Ontario Tories pledge tax rebate for up to three-quarters of all child-care costs
Tories say they would provide up to $6,750 per child through Ontario Childcare Rebate
Ontario's Progressive Conservatives announced Saturday that if elected in the province's spring election, they will cover up to $6,750 of childcare costs for Ontario families through a tax rebate program.
Low-income families would receive 75 per cent of their child-care costs back, at a maximum of $6,750; higher income families would receive an incrementally lower rate, bottoming out at 26 per cent of child-care costs for families earning $150,000 or more.
Plan similar to Brown's
The plan is similar to the one proposed by the PCs in November, when the now-ousted leader Patrick Brown produced a 78-page platform dubbed "The People's Guarantee."
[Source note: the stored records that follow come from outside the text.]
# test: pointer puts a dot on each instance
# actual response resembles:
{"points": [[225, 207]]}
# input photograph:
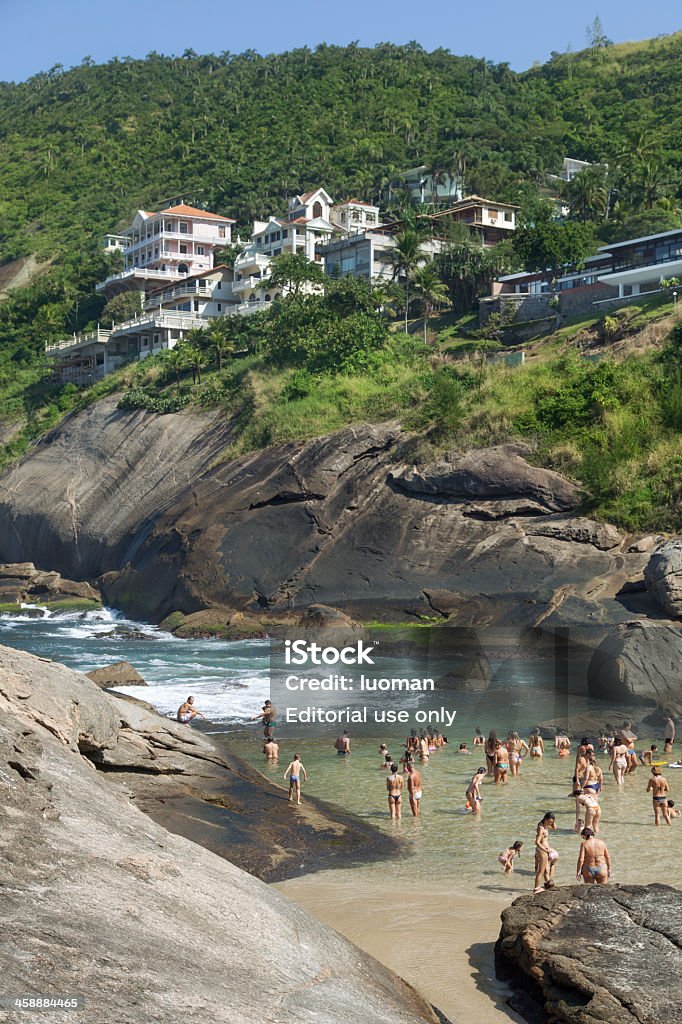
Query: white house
{"points": [[166, 246]]}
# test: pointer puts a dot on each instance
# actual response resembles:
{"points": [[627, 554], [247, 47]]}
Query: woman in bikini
{"points": [[394, 785], [296, 769], [594, 862], [537, 747], [516, 747], [546, 857], [501, 762]]}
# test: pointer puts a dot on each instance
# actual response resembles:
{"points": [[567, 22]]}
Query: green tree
{"points": [[293, 271], [553, 246], [405, 258], [430, 291]]}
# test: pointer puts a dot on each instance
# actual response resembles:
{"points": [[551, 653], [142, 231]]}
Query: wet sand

The announcement was different from Brown's in that it didn't commit to providing funding for 100,000 new childcare spaces.
Brown's plan also said they would not provide any taxpayer-funded rebate on daycare fees to families with annual household incomes greater than $200,000.
Liberals, NDP also release child-care plans
The pledge comes one month after Premier Kathleen Wynne released the Liberal party's child-care plan, which would provide free care for preschoolers aged two-and-a-half and older, until they reach kindergarten.
Ontario's New Democrats say they would provide free child care for all families earning less than $40,000 a year, and would aim to have child-care costs averaging $12 per day for all other families.
The Tories say their plan to offer relief through tax rebates is better because it puts money back into the hands of Ontarians.
But Linda White, a child-care policy expert and a professor at the University of Toronto, said the mix of a rebate and a lack of funding for new spaces could cause concerns over whether demand will outpace supply.
"It's not clear how this would spur demand for child care and what impact that would have," said White, who added that she had similar concerns for the NDP plan.
Scott said the concerns over demand are the reason why the Tories decided to allow unlicensed operators, babysitters and nannies to be part of the rebate. White said the NDP and Liberal plans only cover licensed operators.
"It's more flexibility, because there's not as much spaces ... in some parts of the province," said Scott.
The Tory plan would go into effect as early as 2019 if Ford is elected as Premier — a year earlier than the Liberal plan for free licensed daycare would go into effect.
Ontarians are set to vote in the provincial election June 7.